In this study, they grew vascular smooth muscle in the presence of 1% oxygen, ambient oxygen of 21%, a mild telomerase inhibitor (TAG), and a stronger telomerase inhibitor (DODC), the results are that the smooth muscles were able to viably reproduce much better under hypoxic conditions but that this effect was abrogated proportionally to the level of telomerase inhibition.
(Minamoto et al. Hypoxia Extends the Life Span of Vascular Smooth Muscle Cells through Telomerase Activation. MolCellBiol. 21(10); 2001 May.)
So could it be that what doesn’t kill you makes you stronger? I recall the best pulse wave test I ever did on a patient was on a man who swam in the ocean 365 days a year (with an average temperature in the 50s and 60s. To avoid hypothermia and power his muscles, he had “evolved” in a Lamarckian sense to possess a vascular system in which the arteries pumped the blood so efficiently that the heart was actually pumping against a vacuum rather than resistance (note his augmentation pressure measuring -3mmHg pressure in this pulse wave analysis.)
From the Minamino study, we find a mechanism for intermittent hypoxia growing arteries that could account for the salutary effects of highly aerobic and possibly hypothermic exercise such as ocean swimming. It was presumably the hypoxia, as such, that triggered a response requiring telomerase activation and allowing for increased proliferation of those smooth muscle cells.
Chronically, when tissue perfusion is inadequate due to obesity and poor arterial forward flow (from aging vessels with less efficient pumping and decreased elasticity), it makes sense that the arteries would try to become more muscular and further lead to a downward spiral of turbulent flow and hypertrophic tone.

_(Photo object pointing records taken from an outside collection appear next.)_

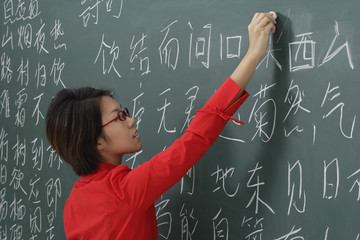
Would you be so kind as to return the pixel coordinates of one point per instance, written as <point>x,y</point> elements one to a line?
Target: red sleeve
<point>142,186</point>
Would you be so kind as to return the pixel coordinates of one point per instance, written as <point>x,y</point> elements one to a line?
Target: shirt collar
<point>103,166</point>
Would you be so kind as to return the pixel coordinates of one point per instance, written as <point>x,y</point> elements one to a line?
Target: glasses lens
<point>123,114</point>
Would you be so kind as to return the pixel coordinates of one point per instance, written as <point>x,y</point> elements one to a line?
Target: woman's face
<point>120,137</point>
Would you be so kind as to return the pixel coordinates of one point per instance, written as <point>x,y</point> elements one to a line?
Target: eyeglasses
<point>121,116</point>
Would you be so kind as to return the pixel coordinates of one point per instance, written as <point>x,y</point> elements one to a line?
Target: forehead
<point>109,105</point>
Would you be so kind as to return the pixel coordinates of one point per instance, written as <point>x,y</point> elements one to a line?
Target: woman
<point>91,131</point>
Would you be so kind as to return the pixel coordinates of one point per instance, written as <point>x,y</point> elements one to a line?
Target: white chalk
<point>273,14</point>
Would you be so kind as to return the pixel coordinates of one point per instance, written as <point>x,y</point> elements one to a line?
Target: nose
<point>131,122</point>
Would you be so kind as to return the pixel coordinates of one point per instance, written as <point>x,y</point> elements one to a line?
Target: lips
<point>136,135</point>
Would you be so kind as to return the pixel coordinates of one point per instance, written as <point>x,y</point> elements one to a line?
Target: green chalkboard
<point>291,172</point>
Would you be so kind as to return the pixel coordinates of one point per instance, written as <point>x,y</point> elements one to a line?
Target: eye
<point>118,117</point>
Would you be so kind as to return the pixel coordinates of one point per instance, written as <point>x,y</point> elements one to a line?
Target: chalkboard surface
<point>291,172</point>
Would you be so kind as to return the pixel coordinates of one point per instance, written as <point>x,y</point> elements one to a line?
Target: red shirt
<point>117,202</point>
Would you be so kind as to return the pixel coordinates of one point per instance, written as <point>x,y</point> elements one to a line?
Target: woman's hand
<point>259,29</point>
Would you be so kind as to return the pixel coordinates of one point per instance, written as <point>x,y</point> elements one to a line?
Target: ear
<point>100,144</point>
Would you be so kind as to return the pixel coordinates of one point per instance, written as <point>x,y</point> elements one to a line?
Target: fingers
<point>265,21</point>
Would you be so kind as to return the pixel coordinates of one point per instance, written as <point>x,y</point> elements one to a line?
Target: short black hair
<point>73,126</point>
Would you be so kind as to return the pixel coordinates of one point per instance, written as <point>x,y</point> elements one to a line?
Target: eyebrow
<point>115,110</point>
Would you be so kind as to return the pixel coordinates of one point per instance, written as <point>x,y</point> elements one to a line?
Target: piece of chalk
<point>273,14</point>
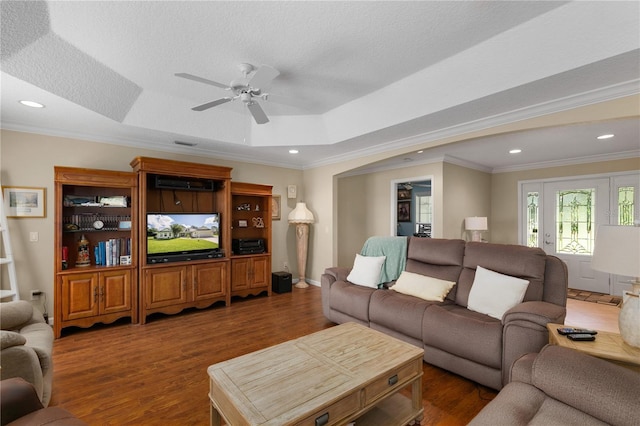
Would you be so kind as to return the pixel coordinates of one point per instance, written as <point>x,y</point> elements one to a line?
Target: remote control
<point>581,337</point>
<point>573,330</point>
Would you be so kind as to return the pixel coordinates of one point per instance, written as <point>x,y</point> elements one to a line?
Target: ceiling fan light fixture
<point>607,136</point>
<point>32,104</point>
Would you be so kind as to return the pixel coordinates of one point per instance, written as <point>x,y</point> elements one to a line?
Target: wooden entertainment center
<point>137,285</point>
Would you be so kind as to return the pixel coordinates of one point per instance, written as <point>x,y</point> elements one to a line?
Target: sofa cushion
<point>14,314</point>
<point>523,262</point>
<point>438,258</point>
<point>422,286</point>
<point>366,270</point>
<point>11,338</point>
<point>522,404</point>
<point>350,299</point>
<point>494,294</point>
<point>463,333</point>
<point>398,312</point>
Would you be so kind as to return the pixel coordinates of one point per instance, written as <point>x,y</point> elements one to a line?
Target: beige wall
<point>466,192</point>
<point>28,160</point>
<point>503,221</point>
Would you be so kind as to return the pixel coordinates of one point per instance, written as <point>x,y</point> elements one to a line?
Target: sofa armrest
<point>11,338</point>
<point>524,330</point>
<point>521,369</point>
<point>604,390</point>
<point>22,361</point>
<point>539,313</point>
<point>17,399</point>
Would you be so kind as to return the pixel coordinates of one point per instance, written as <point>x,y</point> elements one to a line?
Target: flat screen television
<point>182,233</point>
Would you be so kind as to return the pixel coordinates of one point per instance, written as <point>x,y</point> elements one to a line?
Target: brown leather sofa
<point>20,405</point>
<point>468,343</point>
<point>560,386</point>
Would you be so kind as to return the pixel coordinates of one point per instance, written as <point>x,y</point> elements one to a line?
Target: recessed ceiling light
<point>607,136</point>
<point>32,104</point>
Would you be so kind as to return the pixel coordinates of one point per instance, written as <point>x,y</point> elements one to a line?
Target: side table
<point>609,346</point>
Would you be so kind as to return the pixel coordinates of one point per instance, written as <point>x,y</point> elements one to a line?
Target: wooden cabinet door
<point>240,273</point>
<point>79,296</point>
<point>209,280</point>
<point>259,272</point>
<point>165,286</point>
<point>115,291</point>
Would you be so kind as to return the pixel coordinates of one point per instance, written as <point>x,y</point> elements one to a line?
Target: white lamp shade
<point>475,223</point>
<point>617,250</point>
<point>300,214</point>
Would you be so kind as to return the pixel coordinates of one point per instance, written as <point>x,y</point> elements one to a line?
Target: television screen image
<point>182,232</point>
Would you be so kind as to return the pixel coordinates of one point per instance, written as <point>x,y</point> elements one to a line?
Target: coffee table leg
<point>416,398</point>
<point>216,419</point>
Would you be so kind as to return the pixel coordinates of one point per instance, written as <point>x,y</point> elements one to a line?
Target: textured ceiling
<point>355,77</point>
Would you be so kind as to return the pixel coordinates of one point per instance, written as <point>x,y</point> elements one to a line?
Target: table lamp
<point>617,251</point>
<point>476,225</point>
<point>301,217</point>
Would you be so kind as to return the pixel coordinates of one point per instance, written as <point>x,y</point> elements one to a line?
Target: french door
<point>562,217</point>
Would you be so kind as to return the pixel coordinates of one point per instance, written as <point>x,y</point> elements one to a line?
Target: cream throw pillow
<point>494,294</point>
<point>366,270</point>
<point>427,288</point>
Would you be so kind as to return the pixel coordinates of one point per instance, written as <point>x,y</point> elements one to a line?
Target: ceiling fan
<point>244,88</point>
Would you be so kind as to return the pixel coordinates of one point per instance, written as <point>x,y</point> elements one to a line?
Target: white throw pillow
<point>366,270</point>
<point>427,288</point>
<point>494,294</point>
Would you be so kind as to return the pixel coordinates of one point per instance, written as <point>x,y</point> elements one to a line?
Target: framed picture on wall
<point>404,194</point>
<point>24,201</point>
<point>404,211</point>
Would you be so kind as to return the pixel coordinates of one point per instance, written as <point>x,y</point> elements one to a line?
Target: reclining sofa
<point>561,386</point>
<point>27,346</point>
<point>469,343</point>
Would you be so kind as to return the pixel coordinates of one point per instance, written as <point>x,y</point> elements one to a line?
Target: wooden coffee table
<point>609,346</point>
<point>344,373</point>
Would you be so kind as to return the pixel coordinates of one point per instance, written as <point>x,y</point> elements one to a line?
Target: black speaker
<point>281,282</point>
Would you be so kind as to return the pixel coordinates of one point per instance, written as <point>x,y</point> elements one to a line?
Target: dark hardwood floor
<point>156,374</point>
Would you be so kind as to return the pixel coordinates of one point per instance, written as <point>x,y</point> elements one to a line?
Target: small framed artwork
<point>275,207</point>
<point>24,201</point>
<point>404,194</point>
<point>124,224</point>
<point>404,211</point>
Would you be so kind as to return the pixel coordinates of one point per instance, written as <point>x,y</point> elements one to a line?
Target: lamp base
<point>301,284</point>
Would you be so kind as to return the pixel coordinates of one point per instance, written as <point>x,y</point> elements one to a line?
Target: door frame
<point>525,186</point>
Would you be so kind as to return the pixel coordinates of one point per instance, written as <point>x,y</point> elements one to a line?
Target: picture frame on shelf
<point>24,201</point>
<point>404,211</point>
<point>275,207</point>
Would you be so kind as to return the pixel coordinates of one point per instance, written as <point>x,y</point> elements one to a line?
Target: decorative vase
<point>84,258</point>
<point>629,319</point>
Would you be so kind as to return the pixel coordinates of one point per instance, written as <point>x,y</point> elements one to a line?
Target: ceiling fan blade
<point>258,113</point>
<point>201,80</point>
<point>212,104</point>
<point>263,77</point>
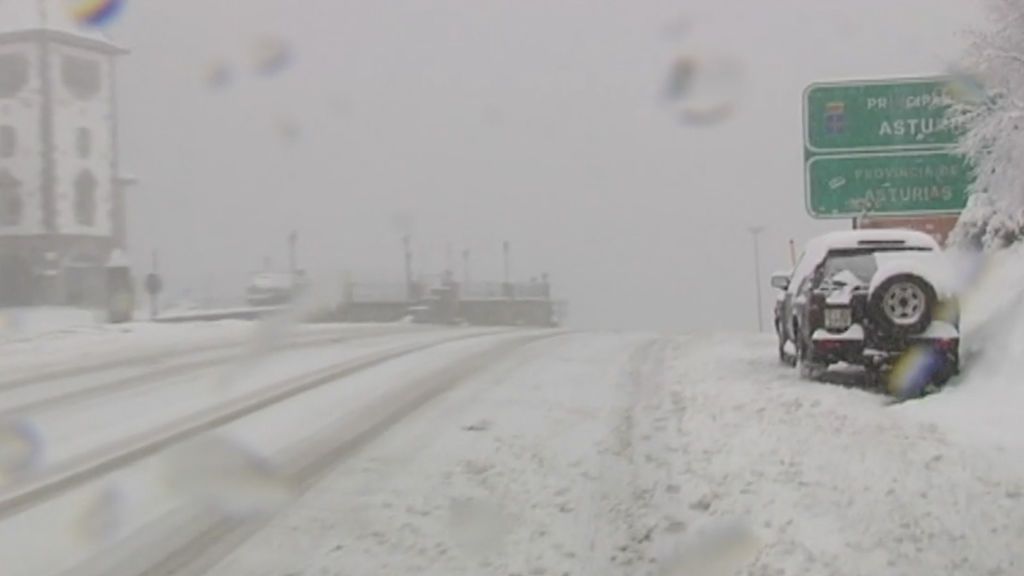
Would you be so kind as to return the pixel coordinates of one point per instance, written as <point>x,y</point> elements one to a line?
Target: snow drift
<point>986,402</point>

Yet this general adaptation to become stronger in response to generalized hypoxia is in perfect keeping with my epiphany that hypertension is not a disease but rather an adaptation as described in my video webinar:
P.S.
Perhaps that scene from the movie, Sleeper, by Woody Allen, was prophetic when the doctors said that in the past things once thought good were debunked and things thought to be unhealthy were actually good, like deep fat and hot fudge. Who knows? Maybe even smoking may get another look although we can certainly assume that even though the world’s oldest modern woman, Jeanne Calment, was a smoker up until 117 of her 124 years, there are safer ways to grow arterial strength than breathing carbon monoxide.
Again, take it with a grain of salt (which is NOT a cause of hypertension, in my opinion)…This is NOT an endorsement of smoking and there are many known carcinogens in tobacco which is very addictive.
1 thought on “Hypoxia grows your arteries via telomerase activation”
The big downside to smoking are sugar in my view. AGEs are 5 times higher in smokers, just like in diabetics, and the health results are similar between the two groups in many ways. The smoking also can and usually does in our culture trigger inflammation and free radicals. With our current diets lacking many of the things that may protect, or stops this it may make smoking more of a negative to the telomeres.
While currently the story on Jeanne Calment says she stopped years before dying I remember them saying she stopped just weeks or months before dying, when she could no longer see the end of the cigarettes to light them. But she had other habits such as coco/chocolate and olive oil daily from the time she was young, and those may have been highly protective for the smoking and the inflammation caused by other of life circumstances, as well.
Now flip the oxygen question and ask could giving patients oxygen be bad for them. In know one study I found over at science news digest asks this in regards to strokes, and tested in by simulating stroke in dogs. The dogs on room air only fully recovered, but those given oxygen were stroke damaged.